Let the principal be ₹ P and rate of interest be r%.

Now, $$13920=P+\dfrac{P\times\ r\times\ 3}{100}$$

or, $$13920-P=\dfrac{P\times\ r\times\ 3}{100}$$ ---->(1)

Also, $$18960=P+\dfrac{P\times\ r\times\ 13}{100\times\ 2}$$

$$18960-P=\dfrac{P\times\ r\times13}{100\times\ 2}$$ ----->(2)

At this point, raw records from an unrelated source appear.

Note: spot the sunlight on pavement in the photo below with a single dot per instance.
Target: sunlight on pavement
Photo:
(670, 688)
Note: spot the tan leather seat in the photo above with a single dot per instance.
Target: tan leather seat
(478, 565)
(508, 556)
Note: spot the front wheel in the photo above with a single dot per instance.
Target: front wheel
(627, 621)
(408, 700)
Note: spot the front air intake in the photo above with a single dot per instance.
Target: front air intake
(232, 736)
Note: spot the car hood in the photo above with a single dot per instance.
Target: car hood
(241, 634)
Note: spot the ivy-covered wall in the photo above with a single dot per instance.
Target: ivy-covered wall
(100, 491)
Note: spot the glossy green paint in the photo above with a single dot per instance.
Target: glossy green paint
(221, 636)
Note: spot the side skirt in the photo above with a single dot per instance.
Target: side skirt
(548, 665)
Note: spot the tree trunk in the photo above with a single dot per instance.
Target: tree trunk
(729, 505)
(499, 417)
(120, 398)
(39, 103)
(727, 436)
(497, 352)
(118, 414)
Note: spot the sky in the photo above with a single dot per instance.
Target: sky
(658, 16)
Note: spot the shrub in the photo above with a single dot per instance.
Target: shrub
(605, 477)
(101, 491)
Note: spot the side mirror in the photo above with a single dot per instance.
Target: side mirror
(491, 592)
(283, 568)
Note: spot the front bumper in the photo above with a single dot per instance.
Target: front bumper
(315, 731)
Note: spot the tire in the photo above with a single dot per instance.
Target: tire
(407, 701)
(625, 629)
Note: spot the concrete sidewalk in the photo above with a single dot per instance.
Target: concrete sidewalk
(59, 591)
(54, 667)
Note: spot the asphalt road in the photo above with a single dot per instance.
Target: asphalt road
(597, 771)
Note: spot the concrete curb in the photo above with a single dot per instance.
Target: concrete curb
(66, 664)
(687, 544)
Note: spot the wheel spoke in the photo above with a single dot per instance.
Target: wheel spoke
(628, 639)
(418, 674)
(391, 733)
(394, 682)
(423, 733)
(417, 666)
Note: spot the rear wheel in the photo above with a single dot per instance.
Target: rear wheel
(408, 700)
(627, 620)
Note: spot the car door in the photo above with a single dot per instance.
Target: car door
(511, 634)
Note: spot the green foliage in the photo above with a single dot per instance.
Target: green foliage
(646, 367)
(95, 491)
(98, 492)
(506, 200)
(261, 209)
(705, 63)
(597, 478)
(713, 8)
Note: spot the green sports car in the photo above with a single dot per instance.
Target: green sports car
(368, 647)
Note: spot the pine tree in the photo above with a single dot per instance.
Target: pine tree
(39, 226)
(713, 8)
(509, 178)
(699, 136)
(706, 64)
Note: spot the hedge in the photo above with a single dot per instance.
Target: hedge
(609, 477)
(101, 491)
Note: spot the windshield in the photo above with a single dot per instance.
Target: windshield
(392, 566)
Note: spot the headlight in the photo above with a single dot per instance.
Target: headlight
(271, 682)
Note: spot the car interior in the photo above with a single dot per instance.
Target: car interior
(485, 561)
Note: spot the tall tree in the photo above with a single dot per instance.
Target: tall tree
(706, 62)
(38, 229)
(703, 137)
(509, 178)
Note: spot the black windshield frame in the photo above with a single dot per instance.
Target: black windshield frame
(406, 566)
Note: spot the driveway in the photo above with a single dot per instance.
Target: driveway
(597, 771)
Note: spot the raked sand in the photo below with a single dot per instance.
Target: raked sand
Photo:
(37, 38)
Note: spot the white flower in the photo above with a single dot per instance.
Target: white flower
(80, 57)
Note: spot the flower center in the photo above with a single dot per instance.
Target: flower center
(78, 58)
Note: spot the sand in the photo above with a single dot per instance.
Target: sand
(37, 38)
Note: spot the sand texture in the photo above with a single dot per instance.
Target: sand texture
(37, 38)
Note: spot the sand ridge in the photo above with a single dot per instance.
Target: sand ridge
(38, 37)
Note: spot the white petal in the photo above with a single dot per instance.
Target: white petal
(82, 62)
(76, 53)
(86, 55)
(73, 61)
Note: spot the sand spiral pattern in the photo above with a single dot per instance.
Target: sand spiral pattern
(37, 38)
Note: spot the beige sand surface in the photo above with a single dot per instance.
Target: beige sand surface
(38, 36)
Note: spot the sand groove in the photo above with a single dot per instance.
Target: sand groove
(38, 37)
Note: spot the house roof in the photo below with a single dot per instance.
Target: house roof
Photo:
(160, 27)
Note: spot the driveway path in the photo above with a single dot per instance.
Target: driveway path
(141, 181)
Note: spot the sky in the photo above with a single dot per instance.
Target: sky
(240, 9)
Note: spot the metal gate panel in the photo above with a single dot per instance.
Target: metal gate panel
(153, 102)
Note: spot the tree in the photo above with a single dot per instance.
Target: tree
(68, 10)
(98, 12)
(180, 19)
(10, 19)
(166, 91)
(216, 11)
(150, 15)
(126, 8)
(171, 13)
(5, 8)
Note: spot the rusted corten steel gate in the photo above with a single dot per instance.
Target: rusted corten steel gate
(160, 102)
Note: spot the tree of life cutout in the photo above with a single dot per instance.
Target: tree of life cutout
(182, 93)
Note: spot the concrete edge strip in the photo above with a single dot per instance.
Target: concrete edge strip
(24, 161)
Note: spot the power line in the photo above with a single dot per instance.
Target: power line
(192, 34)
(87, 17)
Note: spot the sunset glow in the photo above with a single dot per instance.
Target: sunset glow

Dividing eqn(1) by eqn(2),

$$\dfrac{13920-P}{18960-P}=\dfrac{3}{\frac{12}{2}}=\dfrac{6}{13}$$

or, $$\left(13920-P\right)13=\left(18960-P\right)6$$

or, $$13920\times\ 13-13P=18960\times\ 6-6P$$

or, $$13920\times\ 13-18960\times\ 6=13P-6P$$

or, $$180960-113760=7P$$

or, $$67200=7P$$

or, $$P=\dfrac{67200}{7}=9600$$

Putting this in equation (1),

$$13920-9600=\dfrac{9600\times\ r\times\ 3}{100}$$

or, $$4320=96\times\ 3r$$

or, $$r=\dfrac{4320}{96\times\ 3}=15$$

So, rate percent is $$15\%$$

Now if the same sum had been invested for 2 years at the same rate as before but with interest compounded every 6 months, amount = $$9600\left(1+\dfrac{\frac{15}{2}}{100}\right)^4=9600\left(1+\frac{7.5}{100}\right)^4$$

So, interest = $$9600\left(1+\frac{7.5}{100}\right)^4-9600$$

= Rs 3220.50

= Rs 3221

So, the total interest earned is Rs 3221.